Remote sensing approach
Remotely sensed vegetation indices are among the main tools used in vegetation surveys (Mirzaei et al., 2015; Abdolalizadeh et al., 2020; Zarei et al., 2020). In arid and semi-arid regions, the soil brightness may accelerate the surface reflectance and causes exaggeration in vegetation cover condition; therefore, some Vegetation Indices (VIs) are developed to be used in such regions by considering the soil line parameters (slope and intercept) that are produced by regression between red and near-infrared bands in bare soil patches. In the current study, we used the Modified Soil-Adjusted Vegetation Index (MSAVI) suggested by Qi et al. (1994). The MSAVI is based on a modification of the L factor (soil adjustment factor) of the SAVI index (Soil-Adjusted Vegetation Index) that tended to make a better correction of the soil background brightness in different vegetation cover conditions. Previously, in the SAVI index, the L factor defined according to the density of the vegetation and the climatic conditions of an area (Qi et al., 1994), which replaced by its calculation based on the slope of the background soil line and other vegetation indices (NDVI and WDVI). The MSAVI vegetation index expressed as the following formula (Qi et al., 1994):
\begin{equation} \frac{NIR-Red}{(NIR+Red+L)}\times\left(1+L\right);\ \ L=1-2\gamma\ (NDVI\times WDVI)\ \nonumber \\ \end{equation}
Where;
NIR= reflectance in the near-infrared band (expressed as reflectance)

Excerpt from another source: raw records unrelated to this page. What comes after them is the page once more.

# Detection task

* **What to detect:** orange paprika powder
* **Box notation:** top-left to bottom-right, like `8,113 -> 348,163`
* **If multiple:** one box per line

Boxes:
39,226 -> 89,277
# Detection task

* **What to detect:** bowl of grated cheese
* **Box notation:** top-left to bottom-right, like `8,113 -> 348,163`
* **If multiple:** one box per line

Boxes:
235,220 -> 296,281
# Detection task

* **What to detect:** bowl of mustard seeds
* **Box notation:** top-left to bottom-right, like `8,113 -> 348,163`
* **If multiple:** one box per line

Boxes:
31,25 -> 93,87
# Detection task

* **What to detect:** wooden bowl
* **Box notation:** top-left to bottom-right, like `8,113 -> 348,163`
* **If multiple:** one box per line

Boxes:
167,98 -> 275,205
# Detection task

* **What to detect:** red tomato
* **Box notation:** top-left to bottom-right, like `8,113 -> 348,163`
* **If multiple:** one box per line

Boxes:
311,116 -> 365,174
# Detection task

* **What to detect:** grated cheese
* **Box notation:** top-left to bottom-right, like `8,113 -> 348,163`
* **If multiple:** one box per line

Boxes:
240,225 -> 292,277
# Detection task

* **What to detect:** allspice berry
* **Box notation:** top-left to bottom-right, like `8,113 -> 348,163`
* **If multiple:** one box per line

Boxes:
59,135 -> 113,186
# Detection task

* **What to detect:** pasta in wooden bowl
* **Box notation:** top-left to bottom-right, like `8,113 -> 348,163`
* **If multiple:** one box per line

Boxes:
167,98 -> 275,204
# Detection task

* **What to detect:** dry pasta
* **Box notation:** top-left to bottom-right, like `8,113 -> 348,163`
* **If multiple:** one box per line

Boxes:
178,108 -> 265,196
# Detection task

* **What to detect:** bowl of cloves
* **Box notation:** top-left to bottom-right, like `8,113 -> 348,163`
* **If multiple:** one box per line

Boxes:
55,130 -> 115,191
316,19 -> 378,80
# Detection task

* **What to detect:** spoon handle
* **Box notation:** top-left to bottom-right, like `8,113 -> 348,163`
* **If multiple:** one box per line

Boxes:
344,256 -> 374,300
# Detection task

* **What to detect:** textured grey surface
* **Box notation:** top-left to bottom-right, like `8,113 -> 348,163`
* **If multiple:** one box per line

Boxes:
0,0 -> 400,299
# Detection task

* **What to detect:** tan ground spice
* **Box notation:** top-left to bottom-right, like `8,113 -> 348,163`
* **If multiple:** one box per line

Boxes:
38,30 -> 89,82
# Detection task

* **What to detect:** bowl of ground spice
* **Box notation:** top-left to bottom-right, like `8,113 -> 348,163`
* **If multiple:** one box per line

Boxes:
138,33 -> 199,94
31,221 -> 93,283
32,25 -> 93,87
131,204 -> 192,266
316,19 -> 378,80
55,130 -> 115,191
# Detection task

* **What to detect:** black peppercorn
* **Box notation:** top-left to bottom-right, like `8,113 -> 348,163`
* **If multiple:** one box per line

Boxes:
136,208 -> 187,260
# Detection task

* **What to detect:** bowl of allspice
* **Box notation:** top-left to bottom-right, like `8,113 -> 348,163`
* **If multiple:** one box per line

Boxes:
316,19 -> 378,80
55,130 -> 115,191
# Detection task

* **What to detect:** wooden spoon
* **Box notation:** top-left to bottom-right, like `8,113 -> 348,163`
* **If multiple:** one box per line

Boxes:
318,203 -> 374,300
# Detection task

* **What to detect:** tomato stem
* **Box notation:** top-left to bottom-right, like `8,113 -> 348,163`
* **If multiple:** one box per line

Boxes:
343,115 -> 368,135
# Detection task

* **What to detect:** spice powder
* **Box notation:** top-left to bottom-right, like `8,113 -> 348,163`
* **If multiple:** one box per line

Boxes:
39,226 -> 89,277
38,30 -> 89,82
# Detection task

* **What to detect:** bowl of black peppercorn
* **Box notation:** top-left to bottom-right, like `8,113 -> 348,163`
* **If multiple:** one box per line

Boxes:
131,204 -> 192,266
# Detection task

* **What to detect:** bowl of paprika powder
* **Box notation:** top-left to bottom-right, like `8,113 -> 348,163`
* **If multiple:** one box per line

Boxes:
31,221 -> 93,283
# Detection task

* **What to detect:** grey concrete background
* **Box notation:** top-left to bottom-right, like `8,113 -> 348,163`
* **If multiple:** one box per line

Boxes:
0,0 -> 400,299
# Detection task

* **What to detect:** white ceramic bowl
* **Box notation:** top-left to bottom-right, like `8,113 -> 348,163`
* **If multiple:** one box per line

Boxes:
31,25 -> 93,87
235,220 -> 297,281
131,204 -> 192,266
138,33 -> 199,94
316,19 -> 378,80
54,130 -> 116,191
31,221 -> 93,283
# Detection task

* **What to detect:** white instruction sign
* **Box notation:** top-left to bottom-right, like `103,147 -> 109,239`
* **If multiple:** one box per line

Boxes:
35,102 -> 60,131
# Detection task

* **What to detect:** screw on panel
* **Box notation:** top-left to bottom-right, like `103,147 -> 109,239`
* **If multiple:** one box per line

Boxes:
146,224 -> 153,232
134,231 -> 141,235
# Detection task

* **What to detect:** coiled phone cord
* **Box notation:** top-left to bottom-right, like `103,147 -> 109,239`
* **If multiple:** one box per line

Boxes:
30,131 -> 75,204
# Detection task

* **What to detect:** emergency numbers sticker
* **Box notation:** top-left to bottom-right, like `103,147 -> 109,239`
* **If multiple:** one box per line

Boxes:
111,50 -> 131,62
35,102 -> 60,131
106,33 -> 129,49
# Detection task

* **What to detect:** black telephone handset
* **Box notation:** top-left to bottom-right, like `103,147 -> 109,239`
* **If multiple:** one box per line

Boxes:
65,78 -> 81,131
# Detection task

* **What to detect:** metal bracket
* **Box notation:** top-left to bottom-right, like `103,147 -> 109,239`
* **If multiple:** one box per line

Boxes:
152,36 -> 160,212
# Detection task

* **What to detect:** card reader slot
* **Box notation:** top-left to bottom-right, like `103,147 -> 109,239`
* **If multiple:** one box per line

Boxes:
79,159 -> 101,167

RED= reflectance in the visible red band (expressed as reflectance)
NDVI = Normalized Difference Vegetation Index ((NIR-RED)/(NIR+RED))
WDVI = Weighted Difference Vegetation Index (NIR- γRED)
γ = Slope of the background soil line
In this formula, the soil adjust factor is selected as an empirical equation to decrease with decreasing vegetation cover, as in the case in semi-arid regions (Qi et al., 1994). In addition, the L factor ranges from 0 to 1 and multiplied by two (2L) to increase the L dynamic range (Eastman, 2016).
The differencing method was used to detect spatio-temporal trend changes (increasing, decreasing and no changes) between pre- and post-mulch treatment (Singh, 1989). In this method, the digital value of the second map (i.e., MSAVI map of 2017) is subtracted from the first map (i.e., MSAVI map of 2019), pixel by pixel (Mirzaei et al., 2015). This method’s results include positive, negative and zero pixels, indicating increasing, decreasing, and no changes in vegetation cover, respectively. However, this method needs to determine the change threshold, to distinguish the changing area (increasing and decreasing) from the no-change area (Fung and Ledrew, 1988). In the current study, we employed a statistical method (Mirzaei et al., 2015) based on the following equation:
\begin{equation} Z=\ \frac{X_{i}-\overset{\overline{}}{X}}{S}\nonumber \\ \end{equation}
Where Xi is the numerical value of each pixel,\(\overset{\overline{}}{X}\) is the mean score of the pixels, and S is standard deviations.
Finally, to statistically compare the control and mulch treated area, we design a network of random points including 100 points in both the control and the mulch treated area (Fig. 1). The MSAVI values are extracted and analyzed (see statistical analysis section).